Bruce Lightner writes:
Metaflow was the pioneer in the application of out-of-order, speculative
instruction execution to both RISC and CISC (i.e., Intel 80x86)
microprocessors. In fact we created most of the terms now used to describe
this then novel, but now commonplace, microarchitecture. A paper I
co-authored and published in 1991 ("The Metaflow Architecture", IEEE Micro,
vol. 11, No. 3, June 1991) describing our inventions is called out as
"prior art" in 265 granted U.S. patents (as of July 2000). Metaflow's (and
my) first patent (US5487156), filed in 1990 was used by Intel as part of
it's famous August 1997 patent infringement counter claim against DEC.

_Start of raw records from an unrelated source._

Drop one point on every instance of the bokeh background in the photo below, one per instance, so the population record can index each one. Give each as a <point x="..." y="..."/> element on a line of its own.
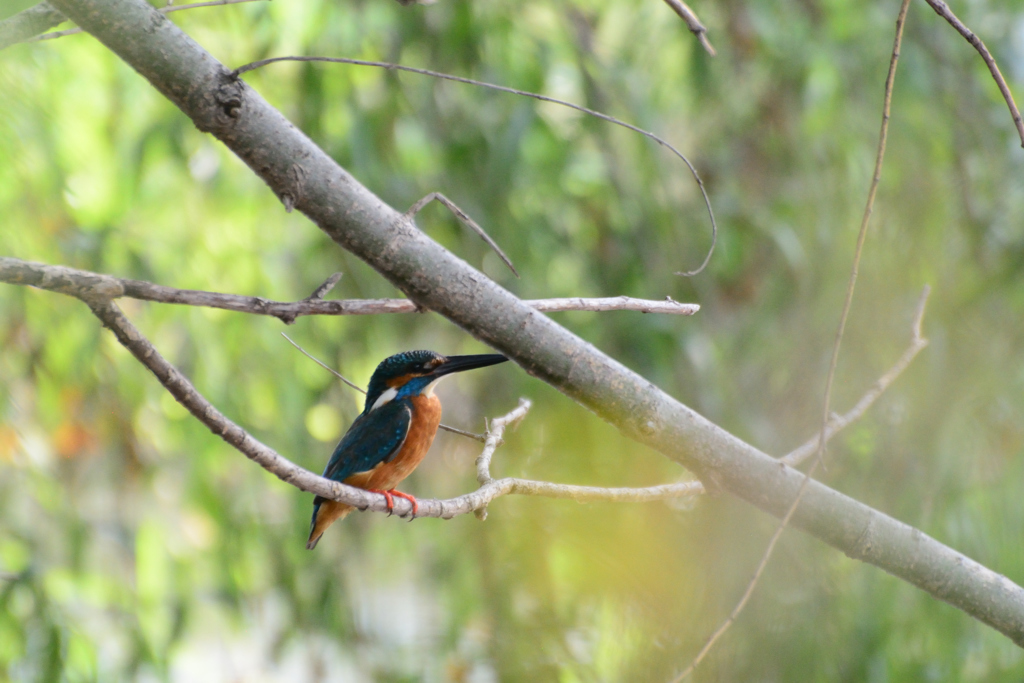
<point x="136" y="546"/>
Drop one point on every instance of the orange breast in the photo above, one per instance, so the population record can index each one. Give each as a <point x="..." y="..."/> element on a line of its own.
<point x="426" y="417"/>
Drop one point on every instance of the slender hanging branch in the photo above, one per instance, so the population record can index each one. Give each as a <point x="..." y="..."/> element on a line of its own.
<point x="357" y="220"/>
<point x="692" y="23"/>
<point x="942" y="9"/>
<point x="523" y="93"/>
<point x="70" y="281"/>
<point x="97" y="291"/>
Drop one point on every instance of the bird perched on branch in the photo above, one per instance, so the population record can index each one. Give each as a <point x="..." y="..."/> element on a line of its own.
<point x="393" y="432"/>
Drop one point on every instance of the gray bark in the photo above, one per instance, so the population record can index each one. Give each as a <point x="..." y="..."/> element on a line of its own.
<point x="29" y="24"/>
<point x="304" y="177"/>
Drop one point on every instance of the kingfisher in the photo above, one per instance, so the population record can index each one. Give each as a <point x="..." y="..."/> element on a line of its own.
<point x="394" y="431"/>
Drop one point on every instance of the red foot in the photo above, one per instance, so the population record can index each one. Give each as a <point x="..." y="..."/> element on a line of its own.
<point x="411" y="499"/>
<point x="388" y="497"/>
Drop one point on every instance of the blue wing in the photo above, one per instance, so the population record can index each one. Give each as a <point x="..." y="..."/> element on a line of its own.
<point x="373" y="438"/>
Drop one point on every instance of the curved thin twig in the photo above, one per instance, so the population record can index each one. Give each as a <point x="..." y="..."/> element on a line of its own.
<point x="692" y="23"/>
<point x="942" y="9"/>
<point x="524" y="93"/>
<point x="73" y="281"/>
<point x="823" y="433"/>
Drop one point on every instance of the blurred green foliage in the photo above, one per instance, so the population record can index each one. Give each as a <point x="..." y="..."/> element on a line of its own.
<point x="136" y="546"/>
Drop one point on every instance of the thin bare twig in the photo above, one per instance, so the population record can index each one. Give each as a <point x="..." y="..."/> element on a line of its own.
<point x="73" y="282"/>
<point x="185" y="393"/>
<point x="822" y="437"/>
<point x="464" y="217"/>
<point x="524" y="93"/>
<point x="692" y="23"/>
<point x="942" y="9"/>
<point x="838" y="423"/>
<point x="97" y="292"/>
<point x="167" y="9"/>
<point x="454" y="430"/>
<point x="323" y="290"/>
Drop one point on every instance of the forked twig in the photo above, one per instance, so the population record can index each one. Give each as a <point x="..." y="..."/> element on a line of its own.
<point x="822" y="437"/>
<point x="524" y="93"/>
<point x="942" y="9"/>
<point x="97" y="291"/>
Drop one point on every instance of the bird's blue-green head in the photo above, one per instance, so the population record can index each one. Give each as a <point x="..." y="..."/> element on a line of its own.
<point x="412" y="373"/>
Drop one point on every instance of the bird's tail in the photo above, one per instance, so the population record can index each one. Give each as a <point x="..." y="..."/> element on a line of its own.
<point x="325" y="513"/>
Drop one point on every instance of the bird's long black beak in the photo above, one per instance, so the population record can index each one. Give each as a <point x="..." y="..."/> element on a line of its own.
<point x="457" y="364"/>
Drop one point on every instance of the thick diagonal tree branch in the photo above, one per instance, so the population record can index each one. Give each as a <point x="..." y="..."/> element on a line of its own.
<point x="29" y="23"/>
<point x="90" y="288"/>
<point x="297" y="170"/>
<point x="76" y="283"/>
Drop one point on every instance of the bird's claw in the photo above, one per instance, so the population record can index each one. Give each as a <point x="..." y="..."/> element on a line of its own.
<point x="411" y="499"/>
<point x="388" y="499"/>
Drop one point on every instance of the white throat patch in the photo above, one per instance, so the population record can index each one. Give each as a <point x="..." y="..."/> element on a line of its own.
<point x="384" y="397"/>
<point x="428" y="390"/>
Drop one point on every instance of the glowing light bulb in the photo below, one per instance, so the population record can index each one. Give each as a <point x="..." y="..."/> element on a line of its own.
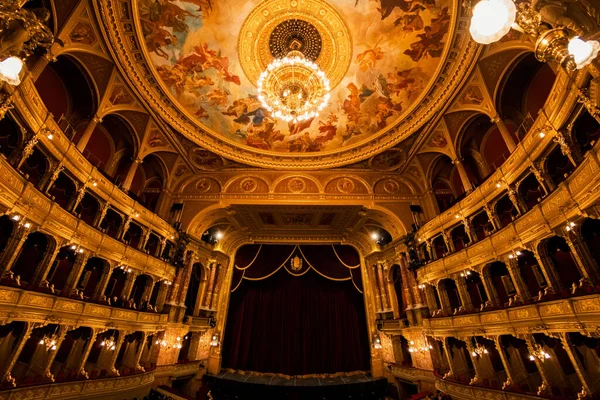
<point x="491" y="20"/>
<point x="10" y="70"/>
<point x="584" y="52"/>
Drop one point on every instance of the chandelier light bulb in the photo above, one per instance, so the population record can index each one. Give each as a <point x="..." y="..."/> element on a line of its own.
<point x="583" y="52"/>
<point x="10" y="69"/>
<point x="492" y="19"/>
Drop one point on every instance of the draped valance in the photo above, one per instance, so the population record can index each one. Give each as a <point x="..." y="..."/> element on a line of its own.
<point x="334" y="262"/>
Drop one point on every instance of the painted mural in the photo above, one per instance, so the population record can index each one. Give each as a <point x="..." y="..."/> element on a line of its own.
<point x="397" y="45"/>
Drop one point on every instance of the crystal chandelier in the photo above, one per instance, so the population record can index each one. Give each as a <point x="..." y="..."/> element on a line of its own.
<point x="492" y="19"/>
<point x="421" y="347"/>
<point x="49" y="342"/>
<point x="177" y="344"/>
<point x="479" y="350"/>
<point x="109" y="343"/>
<point x="293" y="88"/>
<point x="539" y="353"/>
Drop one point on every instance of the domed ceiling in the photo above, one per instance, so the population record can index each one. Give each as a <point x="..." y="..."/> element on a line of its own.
<point x="383" y="58"/>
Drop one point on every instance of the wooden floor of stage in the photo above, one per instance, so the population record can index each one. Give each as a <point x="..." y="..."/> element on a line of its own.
<point x="238" y="386"/>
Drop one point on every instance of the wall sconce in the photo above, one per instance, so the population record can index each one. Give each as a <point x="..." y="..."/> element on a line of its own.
<point x="10" y="69"/>
<point x="376" y="341"/>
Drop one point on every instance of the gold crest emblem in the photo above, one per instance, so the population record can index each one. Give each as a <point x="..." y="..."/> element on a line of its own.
<point x="296" y="264"/>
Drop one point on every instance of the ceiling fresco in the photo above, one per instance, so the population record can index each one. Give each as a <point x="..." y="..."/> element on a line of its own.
<point x="381" y="55"/>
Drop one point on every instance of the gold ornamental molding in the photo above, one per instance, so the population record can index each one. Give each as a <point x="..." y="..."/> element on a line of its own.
<point x="123" y="37"/>
<point x="265" y="32"/>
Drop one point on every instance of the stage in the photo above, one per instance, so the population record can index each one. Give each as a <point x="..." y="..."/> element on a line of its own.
<point x="230" y="386"/>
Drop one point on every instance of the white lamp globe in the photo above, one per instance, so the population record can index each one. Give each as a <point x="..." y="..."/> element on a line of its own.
<point x="583" y="52"/>
<point x="492" y="19"/>
<point x="10" y="69"/>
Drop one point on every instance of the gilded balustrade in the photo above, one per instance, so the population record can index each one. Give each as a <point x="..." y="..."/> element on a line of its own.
<point x="84" y="389"/>
<point x="24" y="305"/>
<point x="576" y="314"/>
<point x="578" y="192"/>
<point x="20" y="196"/>
<point x="33" y="111"/>
<point x="556" y="112"/>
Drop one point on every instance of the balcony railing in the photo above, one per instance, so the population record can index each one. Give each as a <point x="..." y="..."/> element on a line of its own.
<point x="22" y="197"/>
<point x="38" y="306"/>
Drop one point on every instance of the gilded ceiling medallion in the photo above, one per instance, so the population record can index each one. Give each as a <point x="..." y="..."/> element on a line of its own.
<point x="381" y="60"/>
<point x="313" y="27"/>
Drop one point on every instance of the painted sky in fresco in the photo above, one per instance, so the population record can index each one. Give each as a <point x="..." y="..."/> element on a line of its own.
<point x="397" y="49"/>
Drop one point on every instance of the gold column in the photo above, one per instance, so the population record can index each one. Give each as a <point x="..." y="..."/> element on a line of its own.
<point x="140" y="351"/>
<point x="131" y="174"/>
<point x="509" y="376"/>
<point x="113" y="359"/>
<point x="62" y="332"/>
<point x="86" y="352"/>
<point x="211" y="281"/>
<point x="512" y="265"/>
<point x="468" y="186"/>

(A total of 178 of Intel's U.S. microprocessor patents reference our prior
work, as of July 2000...growing at a rate of about two new references per
month.)
Patents on Metaflow techniques
- 5,708,841 - Processor architecture providing speculative,
out-of-order execution of instructions
- 5,627,983 - Processor architecture providing out-of-order execution
- 5,625,837 - Processor architecture having out-of-order execution,
speculative branching, and giving priority to instructions
which affect a condition code
- 5,592,636 - Processor architecture supporting multiple speculative
branches and trap handling
- 5,561,776 - Processor architecture supporting multiple speculative
branching
- 5,487,156 - Processor architecture having independently fetching,
issuing, and updating operations of instructions which are sequentially
assigned and stored in order fetched
References
- B. Lightner, "The Metaflow Architecture," HOT Chips II, August 1990.
- B. Lightner and G. Hill, "The Lightning Superscalar SPARC Implementation,"
Microprocessor Forum, October 1990.
- B. Lightner and G. Hill, "The Metaflow Lightning Chipset," COMPCON, 1991,
pp. 13-18.
- V. Popescu, M. Schultz, J. Spracklen, G. Gibson, B. Lightner, D. Isaman,
"The Metaflow Architecture," IEEE Micro, June 1991, pp. 10-13, 63-73.
- B. Lightner, "The Thunder SPARC Processor," HOT CHIPS VI, August 1994.
(This presentation is available on video from UVC, 24 minutes.)